The whole college is proud of what the united approach provides for some of the 3,352 people who will be receiving a Christmas Cheer hamper.
And speaking of miracles… Wednesday afternoon a plea went out through local media that Christmas Cheer needed three bikes, two for boys and one for a girl. Just hours later, an entire minor peewee hockey team showed up. The 11 year olds of the Barrie Minor Hockey League’s PeeWee AE (mini Colts) team proudly carried three bikes into the Event Centre as well as other toys they’d chosen for children just like them!
Miracles have been happening all week at The Event Centre as the elves at Christmas Cheer have been hustling to provide Christmas for 1,250 families. In the midst of organized chaos, the miracles appear. The team of people who bagged apples and oranges were literally boxed in as the box builders piled boxes as high as possible.

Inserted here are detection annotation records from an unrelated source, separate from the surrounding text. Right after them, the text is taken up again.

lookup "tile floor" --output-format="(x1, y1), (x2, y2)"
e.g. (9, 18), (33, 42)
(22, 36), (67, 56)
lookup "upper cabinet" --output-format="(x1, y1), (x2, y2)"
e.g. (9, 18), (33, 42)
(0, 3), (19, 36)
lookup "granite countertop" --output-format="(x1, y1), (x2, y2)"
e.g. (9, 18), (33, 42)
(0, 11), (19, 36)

A forklift made its way along an aisle and dropped a load of cardboard boxes in the toy area. Unmarked boxes. We opened them and inside were remarkable kits for art. Fingerpainting, art pads, markers, paint, crayons, scissors, all shrinkwrapped into a package and tied with a ribbon. Employees at Baywood Paper had purchased and assembled 250 of these kits. They turn into beautiful gifts for Christmas Cheer children.

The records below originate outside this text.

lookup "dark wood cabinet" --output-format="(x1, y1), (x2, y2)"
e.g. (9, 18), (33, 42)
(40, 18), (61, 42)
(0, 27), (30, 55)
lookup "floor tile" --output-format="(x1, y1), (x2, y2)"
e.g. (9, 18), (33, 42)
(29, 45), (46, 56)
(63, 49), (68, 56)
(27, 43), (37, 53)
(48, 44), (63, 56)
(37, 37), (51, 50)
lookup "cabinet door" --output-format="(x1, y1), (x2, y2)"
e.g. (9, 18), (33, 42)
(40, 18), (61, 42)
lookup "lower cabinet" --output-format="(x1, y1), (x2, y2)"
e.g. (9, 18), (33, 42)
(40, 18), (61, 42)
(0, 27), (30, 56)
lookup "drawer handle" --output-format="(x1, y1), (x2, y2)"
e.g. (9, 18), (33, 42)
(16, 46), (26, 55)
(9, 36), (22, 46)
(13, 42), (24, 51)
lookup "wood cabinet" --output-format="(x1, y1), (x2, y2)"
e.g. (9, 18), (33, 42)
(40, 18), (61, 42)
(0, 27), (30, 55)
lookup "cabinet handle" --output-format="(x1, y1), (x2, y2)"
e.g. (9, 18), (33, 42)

Pearl Johnston quietly made her way into the toy area, a plain cardboard box under her arm. She lifted the lid and there were 50 pair of hand-knit mittens, little mittens and bigger mittens, all made with love. Pearl takes two weeks off after Christmas and then begins again, a pair a week for Cheer kids.
Hazel Morozuk put her needles to work making beautiful toques. Another knitter brought in 39 hand made sweaters.

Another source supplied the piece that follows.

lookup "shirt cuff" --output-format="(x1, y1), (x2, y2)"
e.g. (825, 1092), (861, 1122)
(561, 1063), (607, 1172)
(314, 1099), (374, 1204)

A salesman dropped by with a Sears card loaded with $450 which was used to purchase more mittens, toques and scarves for kids. An Innisfil resident arrived after a $600 shopping spree at a department store. On and on and on… it’s overwhelming to be on the receiving line of such goodness, even if we are caretakers briefly of the funds.
Christmas Cheer is just one of the many local efforts to care for people in need during this season of love, peace, and goodwill. The folks at the Salvation Army are gearing up to add two Christmas Dinner sittings on Christmas Day. The Salvation Army puts on a special push at Christmas but the Army feeds 300 people every single day of the year.
Children’s Aid is gathering up gifts for its client families. All across the region businesses have been adopting families and caring for them by providing a total Christmas.
There is so much opportunity for so much need. The numbers for Christmas Cheer reflect our growing urbanization. When Christmas Cheer held its first effort 29 years ago, 35 families arrived to receive food and gifts. December 22 saw 1,250 families receive a week’s supply of food, Christmas dinner, a turkey and gifts for every child. That translates to 3,353 people… a huge need for our area.
Need meets its match in the generosity of Barrie, Innisfil, Essa and south Oro residents. Care is translated into miracles.
For every single effort, no matter how small or how large… thank you! Peace on earth. Good will t’wards others. That’s what it’s all about.